Bowman, a third grade teacher, was one of the luckier ones. One month before she was laid off, her family moved into a home costing more than $150,000 with the mortgage paid by her husband's "very good" job with the federal government. Last week, she was recalled.
"I had faith that I was going to be recalled," says Bowman, who began to teach Sunday School at the Mount Sinai Baptist Church soon after she was out of work. "I didn't undergo any kind of trauma or depression. I just went around the house doing things that needed to be done.People asked, 'How could you handle all that without going insane?' -- Well, that's what faith will do for you."

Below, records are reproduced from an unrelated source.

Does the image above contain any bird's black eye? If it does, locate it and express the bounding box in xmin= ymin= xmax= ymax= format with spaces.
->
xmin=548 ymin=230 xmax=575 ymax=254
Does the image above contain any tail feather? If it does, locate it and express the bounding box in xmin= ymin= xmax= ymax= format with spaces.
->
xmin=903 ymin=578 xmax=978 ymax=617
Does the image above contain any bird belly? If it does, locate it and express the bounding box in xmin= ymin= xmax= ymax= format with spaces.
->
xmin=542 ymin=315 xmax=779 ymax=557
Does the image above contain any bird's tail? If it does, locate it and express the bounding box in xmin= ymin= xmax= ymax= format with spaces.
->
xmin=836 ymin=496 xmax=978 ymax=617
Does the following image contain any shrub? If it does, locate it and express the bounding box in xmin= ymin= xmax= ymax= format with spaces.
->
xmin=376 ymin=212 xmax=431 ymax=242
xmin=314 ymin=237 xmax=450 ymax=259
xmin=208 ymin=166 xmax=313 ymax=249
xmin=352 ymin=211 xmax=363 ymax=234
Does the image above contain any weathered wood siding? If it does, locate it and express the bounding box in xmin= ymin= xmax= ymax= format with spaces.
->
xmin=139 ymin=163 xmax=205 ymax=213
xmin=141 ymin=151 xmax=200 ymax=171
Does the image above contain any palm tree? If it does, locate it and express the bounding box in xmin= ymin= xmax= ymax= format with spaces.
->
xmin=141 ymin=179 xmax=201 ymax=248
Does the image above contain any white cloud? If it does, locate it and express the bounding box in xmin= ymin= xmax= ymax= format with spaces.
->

Patricia Brown, 35, a teacher for three years at William Beanes Elementary School in Suitland, feels the union was right not to make salary concessions, even if her layoff has forced her to change her life style.
Brown says she grew up in Baltimore, "not rich, but never wanting for a lot." Now, with a family income reduced from about $50,000 to about $30,000, she's learning how fortunate she once was.
"I didn't know what meat cost per pound," she says of past years. "If it was the size I wanted I bought it. I never cut out coupons before. Now I use them. I like mushrooms in my spaghetti-now I cut out the mushrooms. Little things like that, I don't really like."
Two weeks ago Brown took a temporary job with the county Office of Emergency Preparedness, reviewing applications for the federal energy assistance program, at a better than 50 percent salary cut. After the classroom, the pace takes getting used to, she says.
"I work all day long -- I don't have any breaks. I'm not used to having as long a day without any time to sit down and do for me," Brown says. "Then I don't get home until about 6. It's like several hours extra is taken out of every day . . . Now I know how the other half works."
Brown has escaped the boredom of soap operas and being dependent on unemployment insurance, a combination that is "starting to get to" former elementary teacher Scott.
Marital problems predating the layoff have gotten worse, she says. While she still receives rent and other aid from her husband, her income has dropped from about $20,000 a year (or $385 a week) to $153 per week unemployment for 26 weeks.
Earlier this month, when a niece "who is like a sister to me" had open-heart surgery in Dallas, Scott could not afford to be at her side. And the thought of cutting back on her weekly telephone calls to her aging parents in Mississippi brings her close to tears.
"I'm afraid to spend anything that's not absolutely necessary," she says. "I'm still eating and my house note is being paid, but I have to say no to my [18-year-old] daughter a lot.
"With losing a job and a marriage on the rocks, I wouldn't be able to survive if I didn't have my faith," she continues. "I have been a regular church member and I believe in God."
To relieve her periodic depression, Scott is taking an algebra class at Prince George's Community College. Scott, who is black, is also calling on the strength of her heritage to keep herself going.
"We as black people have not always had a piece of the pie," she says. "I've been poor before -- I'm not going to kill myself."